Equilibrium of bicycle going in a circle

[serverxeon]

I have a few statements/questions, as stated below.
Would appreciate your comments on them.

1) The system is not in translational equilibrium because of a net leftwards force.
2) The system should be in rotational equilibrium based on logic;
But based on the FBD, if I take moments about the point of contact of the wheel with the floor, then only Weight in considered and the system should topple. But in reality we know it does not happen.

What have I overlooked?

Thanks!

 

[truesearch]

The cyclist is traveling in a circle...can you see which force is providing the centripetal force?

 

[serverxeon]

yea i know the friction force is providing the centripetal force.

but in a separate question,
if I consider the bicycle to be in rotational equilbrium,
why does the net moment abt any point not equate?

 

[rcgldr]

if I take moments about the point of contact of the wheel with the floor, then only Weight in considered and the system should topple.

Try using a different point to calculate the moments or torques involved.

 

[serverxeon]

My question is, why can I not take pivot about any point? Since the system is in rotational equilibrium.

If the answer only holds for one specific pivot point, then the system must not be in rotational equilibrium!

 

[rcgldr]

My question is, why can I not take pivot about any point? Since the system is in rotational equilibrium.

If using the contact point as the pivot point, the net torque is affected by inertial force, so you need to include the outward inertial force at the center of mass, and this is what I have seen in diagrams of a bicycle taking a turn. Using the contact point as the pivot point, then N and F don't generate torques, and the net torque due to W and the outwards inertial force (= -F) at the center of mass would be zero.

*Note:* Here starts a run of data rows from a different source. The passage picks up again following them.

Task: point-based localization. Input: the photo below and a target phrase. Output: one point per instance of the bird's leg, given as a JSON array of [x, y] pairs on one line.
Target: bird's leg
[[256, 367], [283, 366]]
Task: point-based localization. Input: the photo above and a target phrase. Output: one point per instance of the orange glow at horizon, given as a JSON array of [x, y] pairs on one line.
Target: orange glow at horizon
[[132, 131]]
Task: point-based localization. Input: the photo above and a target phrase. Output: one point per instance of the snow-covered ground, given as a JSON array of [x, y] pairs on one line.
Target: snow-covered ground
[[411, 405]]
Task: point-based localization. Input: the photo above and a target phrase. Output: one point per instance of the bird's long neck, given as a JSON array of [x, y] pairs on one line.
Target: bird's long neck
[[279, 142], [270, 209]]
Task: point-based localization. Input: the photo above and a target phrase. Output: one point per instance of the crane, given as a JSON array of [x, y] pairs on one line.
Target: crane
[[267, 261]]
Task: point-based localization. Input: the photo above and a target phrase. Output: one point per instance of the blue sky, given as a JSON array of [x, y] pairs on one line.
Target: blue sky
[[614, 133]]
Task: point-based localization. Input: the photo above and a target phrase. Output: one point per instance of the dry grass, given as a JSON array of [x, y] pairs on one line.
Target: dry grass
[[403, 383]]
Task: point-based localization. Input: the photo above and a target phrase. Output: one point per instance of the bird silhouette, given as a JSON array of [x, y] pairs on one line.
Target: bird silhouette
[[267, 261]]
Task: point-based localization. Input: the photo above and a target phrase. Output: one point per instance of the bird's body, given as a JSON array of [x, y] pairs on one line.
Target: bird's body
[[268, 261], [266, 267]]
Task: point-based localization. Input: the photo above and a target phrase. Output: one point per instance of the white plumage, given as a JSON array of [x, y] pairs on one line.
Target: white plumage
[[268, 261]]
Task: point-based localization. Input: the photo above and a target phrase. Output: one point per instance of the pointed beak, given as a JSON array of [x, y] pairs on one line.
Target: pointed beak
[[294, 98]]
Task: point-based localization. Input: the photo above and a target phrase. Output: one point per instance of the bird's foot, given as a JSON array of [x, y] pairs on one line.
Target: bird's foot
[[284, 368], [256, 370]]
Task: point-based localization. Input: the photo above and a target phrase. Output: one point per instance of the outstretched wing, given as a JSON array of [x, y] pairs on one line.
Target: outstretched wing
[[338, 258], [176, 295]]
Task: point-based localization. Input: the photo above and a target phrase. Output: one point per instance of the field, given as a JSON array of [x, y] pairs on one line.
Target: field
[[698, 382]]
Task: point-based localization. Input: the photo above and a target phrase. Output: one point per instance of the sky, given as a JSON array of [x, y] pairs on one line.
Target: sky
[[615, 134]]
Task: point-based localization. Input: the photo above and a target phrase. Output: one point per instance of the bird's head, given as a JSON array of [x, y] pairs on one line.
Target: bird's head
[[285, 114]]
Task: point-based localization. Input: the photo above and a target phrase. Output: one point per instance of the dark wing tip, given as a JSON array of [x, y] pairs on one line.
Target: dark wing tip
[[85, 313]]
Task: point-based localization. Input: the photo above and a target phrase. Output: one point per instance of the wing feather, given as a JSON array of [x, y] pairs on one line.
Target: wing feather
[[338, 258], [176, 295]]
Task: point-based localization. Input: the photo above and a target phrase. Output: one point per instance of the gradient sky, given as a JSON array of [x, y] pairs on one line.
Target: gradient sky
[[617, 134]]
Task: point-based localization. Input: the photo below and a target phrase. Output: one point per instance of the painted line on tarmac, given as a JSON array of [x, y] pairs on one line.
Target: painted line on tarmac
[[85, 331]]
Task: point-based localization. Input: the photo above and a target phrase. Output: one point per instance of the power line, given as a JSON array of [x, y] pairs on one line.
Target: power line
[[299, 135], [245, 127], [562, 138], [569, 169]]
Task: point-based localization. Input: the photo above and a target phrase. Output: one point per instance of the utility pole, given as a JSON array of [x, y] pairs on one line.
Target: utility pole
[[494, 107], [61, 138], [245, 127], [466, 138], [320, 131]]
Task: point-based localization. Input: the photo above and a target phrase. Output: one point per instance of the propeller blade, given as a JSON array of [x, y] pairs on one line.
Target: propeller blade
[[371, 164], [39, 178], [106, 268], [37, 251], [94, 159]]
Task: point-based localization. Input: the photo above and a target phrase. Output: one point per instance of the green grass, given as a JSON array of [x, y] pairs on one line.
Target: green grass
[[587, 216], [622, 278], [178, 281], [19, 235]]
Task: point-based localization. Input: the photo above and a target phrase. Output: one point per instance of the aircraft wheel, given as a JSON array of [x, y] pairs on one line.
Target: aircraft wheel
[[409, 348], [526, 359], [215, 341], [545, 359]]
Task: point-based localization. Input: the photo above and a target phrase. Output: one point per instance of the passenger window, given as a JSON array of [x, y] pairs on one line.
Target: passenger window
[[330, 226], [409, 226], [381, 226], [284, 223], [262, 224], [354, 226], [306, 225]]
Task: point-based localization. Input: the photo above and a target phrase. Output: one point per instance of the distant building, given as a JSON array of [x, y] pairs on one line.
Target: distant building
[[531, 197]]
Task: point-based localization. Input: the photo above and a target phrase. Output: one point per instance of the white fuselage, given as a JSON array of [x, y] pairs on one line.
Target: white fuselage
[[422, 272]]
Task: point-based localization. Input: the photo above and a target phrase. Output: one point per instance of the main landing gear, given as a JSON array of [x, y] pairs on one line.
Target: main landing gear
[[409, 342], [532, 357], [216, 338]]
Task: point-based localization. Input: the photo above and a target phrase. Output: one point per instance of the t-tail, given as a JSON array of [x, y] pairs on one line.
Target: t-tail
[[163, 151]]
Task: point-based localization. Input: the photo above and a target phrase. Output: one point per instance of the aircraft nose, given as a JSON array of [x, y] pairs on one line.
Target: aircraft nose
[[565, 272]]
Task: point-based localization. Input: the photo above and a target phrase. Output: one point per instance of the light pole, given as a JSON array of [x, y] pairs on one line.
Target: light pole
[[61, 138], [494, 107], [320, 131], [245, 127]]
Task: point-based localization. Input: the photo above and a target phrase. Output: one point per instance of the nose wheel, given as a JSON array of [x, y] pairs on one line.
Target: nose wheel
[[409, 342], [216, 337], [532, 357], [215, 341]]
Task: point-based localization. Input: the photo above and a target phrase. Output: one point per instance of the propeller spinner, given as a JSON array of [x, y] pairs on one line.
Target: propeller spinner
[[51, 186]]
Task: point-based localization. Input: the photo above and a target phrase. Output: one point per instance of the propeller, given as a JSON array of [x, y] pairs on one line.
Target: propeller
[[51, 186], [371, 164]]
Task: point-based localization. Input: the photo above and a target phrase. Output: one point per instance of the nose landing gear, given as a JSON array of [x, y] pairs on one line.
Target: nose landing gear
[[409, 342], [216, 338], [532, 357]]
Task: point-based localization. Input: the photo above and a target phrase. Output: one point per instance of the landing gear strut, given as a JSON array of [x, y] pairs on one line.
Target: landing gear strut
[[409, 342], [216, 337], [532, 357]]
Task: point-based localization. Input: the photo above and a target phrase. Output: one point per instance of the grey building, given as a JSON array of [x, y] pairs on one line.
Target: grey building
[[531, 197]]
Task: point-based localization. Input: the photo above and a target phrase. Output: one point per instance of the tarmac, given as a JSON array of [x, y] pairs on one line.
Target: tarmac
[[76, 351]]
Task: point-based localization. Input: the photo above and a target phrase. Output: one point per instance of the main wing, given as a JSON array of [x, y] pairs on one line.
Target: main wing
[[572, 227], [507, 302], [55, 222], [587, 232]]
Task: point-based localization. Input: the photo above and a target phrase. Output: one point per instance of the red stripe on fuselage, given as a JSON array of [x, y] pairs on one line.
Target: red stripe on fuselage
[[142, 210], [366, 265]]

It would seem the only way to eliminate the torque due to inertial force is to use the center of mass as the pivot point. If you use the center of mass as the pivot point then W and the outwards intertial force don't generate torques, and the net torque due to N and F would be zero.

 

[PeterO]

I have a few statements/questions, as stated below.
Would appreciate your comments on them.

1) The system is not in translational equilibrium because of a net leftwards force.
2) The system should be in rotational equilibrium based on logic;
But based on the FBD, if I take moments about the point of contact of the wheel with the floor, then only Weight in considered and the system should topple. But in reality we know it does not happen.

What have I overlooked?

Thanks!

When we arrive at a contradiction, it usually means at least one of the original assumptions is incorrect.

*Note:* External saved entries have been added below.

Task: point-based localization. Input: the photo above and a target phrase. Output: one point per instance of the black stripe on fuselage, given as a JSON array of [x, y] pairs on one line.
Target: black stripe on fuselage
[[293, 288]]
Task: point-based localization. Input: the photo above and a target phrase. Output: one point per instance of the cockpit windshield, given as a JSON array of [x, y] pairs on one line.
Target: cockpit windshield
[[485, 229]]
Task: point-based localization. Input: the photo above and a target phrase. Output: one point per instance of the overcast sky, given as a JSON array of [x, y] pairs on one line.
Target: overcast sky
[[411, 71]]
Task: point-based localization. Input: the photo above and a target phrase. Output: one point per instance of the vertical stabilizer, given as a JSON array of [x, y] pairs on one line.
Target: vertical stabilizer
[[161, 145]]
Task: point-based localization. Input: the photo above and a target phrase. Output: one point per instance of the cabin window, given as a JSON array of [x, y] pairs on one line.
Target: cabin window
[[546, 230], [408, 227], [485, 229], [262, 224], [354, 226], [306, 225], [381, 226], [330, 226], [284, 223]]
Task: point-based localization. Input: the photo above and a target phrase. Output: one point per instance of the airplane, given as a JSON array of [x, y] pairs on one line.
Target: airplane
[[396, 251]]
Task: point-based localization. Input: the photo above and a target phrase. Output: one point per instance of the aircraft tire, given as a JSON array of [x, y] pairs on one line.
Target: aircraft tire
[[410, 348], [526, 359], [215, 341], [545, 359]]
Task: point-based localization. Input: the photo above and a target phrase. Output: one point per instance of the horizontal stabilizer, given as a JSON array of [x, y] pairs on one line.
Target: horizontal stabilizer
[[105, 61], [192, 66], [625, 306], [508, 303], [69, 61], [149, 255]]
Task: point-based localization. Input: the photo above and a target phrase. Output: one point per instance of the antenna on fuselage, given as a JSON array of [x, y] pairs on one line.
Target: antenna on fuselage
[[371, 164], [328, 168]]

The only assumption seems to be "The system should be in rotational equilibrium based on logic" so I expect that to be wrong.

What is the error?

Perhaps the translational and rotational equilibrium you refer to are for stationary objects only, or at least objects in an intertial (non-accelerating) frame of reference.

A bicycle being ridden in circle is in an accelerated frame of reference, so those equilibrium ides presumably don't apply.

 

[PeterO]

I have a few statements/questions, as stated below.
Would appreciate your comments on them.

1) The system is not in translational equilibrium because of a net leftwards force.
2) The system should be in rotational equilibrium based on logic;
But based on the FBD, if I take moments about the point of contact of the wheel with the floor, then only Weight in considered and the system should topple. But in reality we know it does not happen.

What have I overlooked?

Thanks!

I think the reason is as simple as:

The force acting through the tyre has to have an upward component to balance weight, and an inward (left in the picture) component to provide the required centripetal force.
The net Force on the tyre is thus up and to the left.
If the rider is to be stable, that force must act through the centre of mass, so the cyclist has to lean his bike over so that the centre of mass is on that line of action.

Note: if you have ever ridden a bike, you would realize that you can just hang your body off the side of the bike so that, although the bike frame is vertical, the centre of mass of you and the bike is in a appropriate location [up and left]. That can usually only be done when turning slowly, or tracing out a large radius circular path.